Lignin is a complex organic material found in trees and other plants and is associated with cellulose, the valuable plant matter used to make paper or biofuels. The complexity of lignin makes it difficult to convert into valuable products, says chemistry professor Shannon Stahl. In the April 9 online edition of the Journal of the American Chemical Society, Stahl, post-doctoral associate Alireza Rahimi and coworkers describe a catalytic method for selective manipulation of lignin.
"Lignin is essentially a waste product of making biofuel, and it is usually just burned as a fuel or used as a low-cost additive in asphalt or concrete," says Stahl. "If we could take this waste lignin and increase its value, we could improve the economics for biomass-derived fuels and provide a chemical feedstock that does not rely on fossil fuels."
Chemical feedstocks are the raw materials in industrial processes that generate end products such as plastic. Catalysts — chemicals that accelerate chemical reactions, without being consumed themselves — are used across the chemical industry.
Use of lignin as a source of chemical feedstocks is part of "an emerging subfield of chemistry being built around biomass-derived chemicals," Stahl says. "Rather than having tankers loaded with crude oil supplying the raw material for fuels, plastics and pharmaceuticals, we could start with renewable feedstocks."

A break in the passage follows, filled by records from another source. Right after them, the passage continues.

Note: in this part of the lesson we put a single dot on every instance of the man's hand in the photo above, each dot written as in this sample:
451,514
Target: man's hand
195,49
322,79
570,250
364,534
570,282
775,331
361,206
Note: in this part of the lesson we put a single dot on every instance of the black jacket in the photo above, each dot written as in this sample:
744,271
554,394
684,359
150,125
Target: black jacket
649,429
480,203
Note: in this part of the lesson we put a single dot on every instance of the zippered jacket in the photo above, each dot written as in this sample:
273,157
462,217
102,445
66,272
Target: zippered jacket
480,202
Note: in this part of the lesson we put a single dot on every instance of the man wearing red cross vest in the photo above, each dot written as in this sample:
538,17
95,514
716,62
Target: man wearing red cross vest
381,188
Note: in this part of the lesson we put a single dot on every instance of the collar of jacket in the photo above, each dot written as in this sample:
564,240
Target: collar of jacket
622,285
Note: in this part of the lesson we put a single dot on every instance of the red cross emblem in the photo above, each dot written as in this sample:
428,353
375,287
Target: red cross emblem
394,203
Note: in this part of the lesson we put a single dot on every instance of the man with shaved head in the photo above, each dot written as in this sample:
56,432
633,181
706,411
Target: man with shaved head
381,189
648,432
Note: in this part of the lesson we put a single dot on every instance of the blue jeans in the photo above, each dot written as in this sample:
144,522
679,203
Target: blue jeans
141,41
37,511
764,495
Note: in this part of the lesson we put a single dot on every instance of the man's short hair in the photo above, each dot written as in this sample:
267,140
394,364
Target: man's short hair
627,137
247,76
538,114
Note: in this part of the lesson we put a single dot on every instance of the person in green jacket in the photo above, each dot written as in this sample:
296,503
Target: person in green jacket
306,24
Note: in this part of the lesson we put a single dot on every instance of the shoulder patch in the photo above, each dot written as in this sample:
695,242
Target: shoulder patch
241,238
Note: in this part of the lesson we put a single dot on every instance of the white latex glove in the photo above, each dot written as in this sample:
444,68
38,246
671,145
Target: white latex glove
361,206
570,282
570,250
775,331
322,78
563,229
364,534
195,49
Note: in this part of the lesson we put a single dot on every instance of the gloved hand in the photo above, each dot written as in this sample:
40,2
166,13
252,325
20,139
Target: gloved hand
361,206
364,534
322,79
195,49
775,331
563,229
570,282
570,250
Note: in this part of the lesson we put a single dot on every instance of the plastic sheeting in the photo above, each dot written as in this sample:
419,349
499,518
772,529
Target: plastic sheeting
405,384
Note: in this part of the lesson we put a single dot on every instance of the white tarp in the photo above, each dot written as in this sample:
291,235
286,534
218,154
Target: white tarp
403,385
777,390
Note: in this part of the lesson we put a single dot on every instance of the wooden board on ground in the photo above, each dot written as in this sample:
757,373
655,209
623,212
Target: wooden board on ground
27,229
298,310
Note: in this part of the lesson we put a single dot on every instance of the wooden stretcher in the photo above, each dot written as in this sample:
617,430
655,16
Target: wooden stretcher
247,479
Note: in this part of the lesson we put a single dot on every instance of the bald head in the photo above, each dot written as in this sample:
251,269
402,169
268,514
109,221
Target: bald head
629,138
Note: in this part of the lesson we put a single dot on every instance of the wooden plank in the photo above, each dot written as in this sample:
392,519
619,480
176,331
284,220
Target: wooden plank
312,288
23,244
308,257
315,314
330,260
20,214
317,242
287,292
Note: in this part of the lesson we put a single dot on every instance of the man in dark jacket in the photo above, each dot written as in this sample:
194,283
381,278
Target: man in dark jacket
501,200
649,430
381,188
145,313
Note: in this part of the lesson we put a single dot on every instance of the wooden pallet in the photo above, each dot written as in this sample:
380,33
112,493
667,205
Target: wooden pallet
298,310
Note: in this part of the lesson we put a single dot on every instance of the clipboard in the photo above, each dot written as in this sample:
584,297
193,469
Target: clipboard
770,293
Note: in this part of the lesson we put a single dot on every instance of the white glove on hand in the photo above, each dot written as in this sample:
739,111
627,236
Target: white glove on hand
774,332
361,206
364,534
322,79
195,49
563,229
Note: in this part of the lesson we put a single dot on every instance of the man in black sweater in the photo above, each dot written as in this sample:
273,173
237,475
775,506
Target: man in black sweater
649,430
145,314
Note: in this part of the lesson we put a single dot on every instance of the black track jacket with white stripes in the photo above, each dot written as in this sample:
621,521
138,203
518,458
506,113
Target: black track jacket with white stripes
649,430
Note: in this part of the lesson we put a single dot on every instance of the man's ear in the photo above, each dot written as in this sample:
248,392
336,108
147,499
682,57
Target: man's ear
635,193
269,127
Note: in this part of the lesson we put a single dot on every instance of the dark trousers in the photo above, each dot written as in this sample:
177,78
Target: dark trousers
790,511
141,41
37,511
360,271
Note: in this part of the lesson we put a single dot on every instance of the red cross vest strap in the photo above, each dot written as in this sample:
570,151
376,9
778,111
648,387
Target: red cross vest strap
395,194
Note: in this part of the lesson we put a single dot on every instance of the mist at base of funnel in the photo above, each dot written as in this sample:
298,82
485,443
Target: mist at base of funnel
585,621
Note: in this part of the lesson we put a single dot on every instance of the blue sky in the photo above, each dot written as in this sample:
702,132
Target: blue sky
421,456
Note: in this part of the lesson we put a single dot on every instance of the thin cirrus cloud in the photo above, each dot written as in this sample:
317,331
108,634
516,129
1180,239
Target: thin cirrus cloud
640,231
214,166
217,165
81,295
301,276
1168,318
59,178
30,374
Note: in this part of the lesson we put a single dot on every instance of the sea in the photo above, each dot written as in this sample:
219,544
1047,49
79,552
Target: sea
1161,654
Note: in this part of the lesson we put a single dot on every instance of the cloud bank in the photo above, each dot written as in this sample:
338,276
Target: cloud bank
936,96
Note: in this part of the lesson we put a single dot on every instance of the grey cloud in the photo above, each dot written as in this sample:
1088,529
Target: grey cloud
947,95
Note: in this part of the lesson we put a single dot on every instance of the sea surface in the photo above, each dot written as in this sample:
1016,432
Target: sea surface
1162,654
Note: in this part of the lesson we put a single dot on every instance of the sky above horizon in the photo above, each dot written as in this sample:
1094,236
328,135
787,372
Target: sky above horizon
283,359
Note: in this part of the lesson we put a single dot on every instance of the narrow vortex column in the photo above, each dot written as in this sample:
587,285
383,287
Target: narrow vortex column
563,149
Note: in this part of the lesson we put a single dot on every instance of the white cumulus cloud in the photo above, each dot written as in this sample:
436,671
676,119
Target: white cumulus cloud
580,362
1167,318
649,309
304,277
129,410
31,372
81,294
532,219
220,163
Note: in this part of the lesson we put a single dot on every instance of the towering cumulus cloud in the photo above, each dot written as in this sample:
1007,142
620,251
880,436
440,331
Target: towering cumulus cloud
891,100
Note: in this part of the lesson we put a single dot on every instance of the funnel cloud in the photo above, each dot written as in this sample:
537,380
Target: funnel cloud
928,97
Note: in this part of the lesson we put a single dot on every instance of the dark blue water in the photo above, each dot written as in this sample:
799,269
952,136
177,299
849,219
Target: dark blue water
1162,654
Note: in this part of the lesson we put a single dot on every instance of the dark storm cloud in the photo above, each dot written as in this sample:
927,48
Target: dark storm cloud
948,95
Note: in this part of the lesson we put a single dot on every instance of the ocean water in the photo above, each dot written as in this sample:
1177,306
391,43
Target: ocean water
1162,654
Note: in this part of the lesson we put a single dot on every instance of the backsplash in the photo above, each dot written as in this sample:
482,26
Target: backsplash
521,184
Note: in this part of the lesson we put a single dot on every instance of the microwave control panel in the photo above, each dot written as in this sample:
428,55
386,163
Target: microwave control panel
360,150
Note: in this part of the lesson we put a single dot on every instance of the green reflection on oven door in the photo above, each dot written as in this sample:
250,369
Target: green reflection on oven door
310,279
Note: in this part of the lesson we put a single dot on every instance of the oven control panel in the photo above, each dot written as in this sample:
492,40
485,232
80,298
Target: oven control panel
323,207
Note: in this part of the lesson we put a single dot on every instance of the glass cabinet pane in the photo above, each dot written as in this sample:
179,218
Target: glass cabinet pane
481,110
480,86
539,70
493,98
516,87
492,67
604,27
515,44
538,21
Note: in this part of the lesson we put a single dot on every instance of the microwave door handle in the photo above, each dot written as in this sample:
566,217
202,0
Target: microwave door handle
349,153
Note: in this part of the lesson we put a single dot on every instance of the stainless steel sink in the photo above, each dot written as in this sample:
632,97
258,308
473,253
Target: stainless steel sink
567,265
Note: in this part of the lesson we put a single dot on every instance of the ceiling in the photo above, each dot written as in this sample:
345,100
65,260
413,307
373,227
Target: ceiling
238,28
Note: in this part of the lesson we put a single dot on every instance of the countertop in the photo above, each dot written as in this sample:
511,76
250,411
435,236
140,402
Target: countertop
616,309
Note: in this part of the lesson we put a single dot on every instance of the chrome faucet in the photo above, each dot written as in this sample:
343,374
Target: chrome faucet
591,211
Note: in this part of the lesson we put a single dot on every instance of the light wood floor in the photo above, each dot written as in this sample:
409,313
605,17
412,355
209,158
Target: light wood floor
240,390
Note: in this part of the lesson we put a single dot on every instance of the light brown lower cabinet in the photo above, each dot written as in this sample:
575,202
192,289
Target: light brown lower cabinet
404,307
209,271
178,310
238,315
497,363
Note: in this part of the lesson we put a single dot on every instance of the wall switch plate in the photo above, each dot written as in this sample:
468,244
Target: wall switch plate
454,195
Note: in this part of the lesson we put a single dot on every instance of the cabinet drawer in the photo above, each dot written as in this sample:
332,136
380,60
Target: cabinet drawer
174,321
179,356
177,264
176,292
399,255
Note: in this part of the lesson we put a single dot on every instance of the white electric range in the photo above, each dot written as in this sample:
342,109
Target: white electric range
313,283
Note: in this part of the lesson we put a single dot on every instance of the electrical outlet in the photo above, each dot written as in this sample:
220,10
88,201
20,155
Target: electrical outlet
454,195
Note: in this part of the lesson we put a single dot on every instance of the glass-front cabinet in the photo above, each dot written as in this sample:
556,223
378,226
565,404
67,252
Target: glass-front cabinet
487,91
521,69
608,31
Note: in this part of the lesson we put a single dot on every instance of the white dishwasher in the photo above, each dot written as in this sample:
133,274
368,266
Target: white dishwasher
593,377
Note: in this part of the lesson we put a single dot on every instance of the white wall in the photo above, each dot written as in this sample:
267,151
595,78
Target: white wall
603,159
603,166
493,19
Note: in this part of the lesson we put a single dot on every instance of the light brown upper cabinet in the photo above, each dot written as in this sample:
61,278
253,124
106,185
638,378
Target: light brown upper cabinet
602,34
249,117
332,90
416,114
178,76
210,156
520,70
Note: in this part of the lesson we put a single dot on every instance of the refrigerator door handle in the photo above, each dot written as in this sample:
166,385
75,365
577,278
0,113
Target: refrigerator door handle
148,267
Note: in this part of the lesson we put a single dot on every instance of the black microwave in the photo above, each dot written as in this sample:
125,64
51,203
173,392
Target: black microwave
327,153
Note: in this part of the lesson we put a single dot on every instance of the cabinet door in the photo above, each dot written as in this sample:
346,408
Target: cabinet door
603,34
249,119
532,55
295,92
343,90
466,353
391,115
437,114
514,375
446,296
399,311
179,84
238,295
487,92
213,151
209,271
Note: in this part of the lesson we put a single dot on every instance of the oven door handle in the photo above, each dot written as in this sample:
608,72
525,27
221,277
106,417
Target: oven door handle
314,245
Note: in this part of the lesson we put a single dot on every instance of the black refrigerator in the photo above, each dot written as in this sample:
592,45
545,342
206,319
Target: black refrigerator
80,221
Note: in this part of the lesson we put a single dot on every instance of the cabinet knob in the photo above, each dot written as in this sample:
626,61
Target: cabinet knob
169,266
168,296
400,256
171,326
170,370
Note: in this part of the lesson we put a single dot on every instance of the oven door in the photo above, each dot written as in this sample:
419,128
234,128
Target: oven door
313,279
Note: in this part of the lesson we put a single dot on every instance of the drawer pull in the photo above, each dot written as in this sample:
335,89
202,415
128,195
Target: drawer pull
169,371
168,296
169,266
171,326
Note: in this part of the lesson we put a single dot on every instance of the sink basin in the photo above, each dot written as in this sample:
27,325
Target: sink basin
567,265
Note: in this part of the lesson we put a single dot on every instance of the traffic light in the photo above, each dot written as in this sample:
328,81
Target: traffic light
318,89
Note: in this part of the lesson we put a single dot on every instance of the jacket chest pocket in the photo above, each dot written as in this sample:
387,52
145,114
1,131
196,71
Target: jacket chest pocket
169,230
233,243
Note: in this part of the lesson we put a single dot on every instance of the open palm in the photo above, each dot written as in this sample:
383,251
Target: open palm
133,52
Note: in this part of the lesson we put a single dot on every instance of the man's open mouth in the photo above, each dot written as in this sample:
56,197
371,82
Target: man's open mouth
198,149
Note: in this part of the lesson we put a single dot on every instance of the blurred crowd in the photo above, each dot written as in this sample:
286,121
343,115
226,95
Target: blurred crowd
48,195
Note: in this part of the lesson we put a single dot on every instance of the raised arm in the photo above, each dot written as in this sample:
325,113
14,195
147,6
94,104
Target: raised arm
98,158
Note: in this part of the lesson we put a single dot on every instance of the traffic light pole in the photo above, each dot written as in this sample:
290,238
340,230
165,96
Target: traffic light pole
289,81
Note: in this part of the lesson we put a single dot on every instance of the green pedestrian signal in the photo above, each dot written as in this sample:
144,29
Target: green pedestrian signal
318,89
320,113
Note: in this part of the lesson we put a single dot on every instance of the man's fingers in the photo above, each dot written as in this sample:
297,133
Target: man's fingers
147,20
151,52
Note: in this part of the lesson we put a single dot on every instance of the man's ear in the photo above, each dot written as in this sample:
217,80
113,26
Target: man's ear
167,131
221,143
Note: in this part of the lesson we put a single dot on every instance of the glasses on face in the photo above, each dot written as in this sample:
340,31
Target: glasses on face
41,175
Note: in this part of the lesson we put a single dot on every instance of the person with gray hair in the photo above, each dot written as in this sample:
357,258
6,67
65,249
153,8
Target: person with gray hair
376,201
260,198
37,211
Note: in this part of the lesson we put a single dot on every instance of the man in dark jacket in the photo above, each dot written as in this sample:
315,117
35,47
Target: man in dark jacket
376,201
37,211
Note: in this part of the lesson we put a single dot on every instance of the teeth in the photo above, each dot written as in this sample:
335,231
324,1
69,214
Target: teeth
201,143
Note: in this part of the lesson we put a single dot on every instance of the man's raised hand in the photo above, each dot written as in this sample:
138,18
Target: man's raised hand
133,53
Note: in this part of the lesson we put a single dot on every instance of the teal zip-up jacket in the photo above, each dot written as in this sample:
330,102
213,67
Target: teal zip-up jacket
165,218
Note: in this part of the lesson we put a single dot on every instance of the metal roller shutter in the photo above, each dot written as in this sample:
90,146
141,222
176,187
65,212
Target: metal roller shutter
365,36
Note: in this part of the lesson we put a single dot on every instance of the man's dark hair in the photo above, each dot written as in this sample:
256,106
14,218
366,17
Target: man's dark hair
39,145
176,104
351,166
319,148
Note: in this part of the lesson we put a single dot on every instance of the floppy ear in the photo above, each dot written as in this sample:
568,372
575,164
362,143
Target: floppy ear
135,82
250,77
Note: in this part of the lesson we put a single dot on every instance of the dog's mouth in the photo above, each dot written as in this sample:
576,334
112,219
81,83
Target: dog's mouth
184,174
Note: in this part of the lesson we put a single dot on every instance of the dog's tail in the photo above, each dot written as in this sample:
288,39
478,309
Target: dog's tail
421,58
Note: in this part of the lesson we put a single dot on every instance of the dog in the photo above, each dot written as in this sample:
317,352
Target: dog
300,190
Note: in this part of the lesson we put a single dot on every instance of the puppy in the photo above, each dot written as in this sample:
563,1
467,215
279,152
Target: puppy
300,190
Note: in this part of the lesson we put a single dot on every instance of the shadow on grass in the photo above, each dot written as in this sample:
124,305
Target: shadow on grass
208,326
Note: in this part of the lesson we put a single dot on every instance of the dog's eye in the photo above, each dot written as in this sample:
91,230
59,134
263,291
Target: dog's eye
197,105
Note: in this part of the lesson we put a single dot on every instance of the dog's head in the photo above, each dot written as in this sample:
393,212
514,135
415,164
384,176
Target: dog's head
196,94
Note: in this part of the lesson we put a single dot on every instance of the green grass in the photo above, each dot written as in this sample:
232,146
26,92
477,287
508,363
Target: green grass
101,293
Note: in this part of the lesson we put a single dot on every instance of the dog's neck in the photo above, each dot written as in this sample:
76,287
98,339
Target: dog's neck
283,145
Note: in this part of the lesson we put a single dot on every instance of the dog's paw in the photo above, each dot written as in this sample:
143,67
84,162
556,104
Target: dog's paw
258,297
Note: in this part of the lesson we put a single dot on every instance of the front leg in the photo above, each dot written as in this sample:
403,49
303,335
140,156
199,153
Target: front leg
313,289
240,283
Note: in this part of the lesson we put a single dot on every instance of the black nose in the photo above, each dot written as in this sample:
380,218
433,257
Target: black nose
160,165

The research was performed in collaboration with John Ralph, a professor of biochemistry associated with the Great Lakes Bioenergy Research Center on the UW campus. The researchers have applied for a patent on the process, and patent rights have been assigned to the Wisconsin Alumni Research Foundation.
“Ultimately, methods of this type can be used to limit our reliance on nonrenewable chemicals.”
Chemists have taken lignin apart previously with oxidation, says Stahl. "But oxidation can be like hitting something with a sledgehammer, where you get shrapnel everywhere. You get some of what you want, but much of it ends up as unusable bits and pieces." The focus of this work is to use selective catalysts, under very mild pressure and temperature. "It's like using a scalpel and tweezers, rather than a sledgehammer, and getting exactly what we want from the molecule, and nothing else.
"Theoretically, the only byproduct of the process is water," says Stahl, an expert in catalysis and green chemistry. "We are doing this very selectively, with a catalyst that is specific for a single structure on the lignin molecule."
It's not yet possible to know how the new intermediates would be used to make final products, Stahl admits. "The way the chemical industry is built, you take what nature gives you and find ways to convert it into interesting and important products that people want to buy. Ultimately, methods of this type can be used to limit our reliance on nonrenewable chemicals."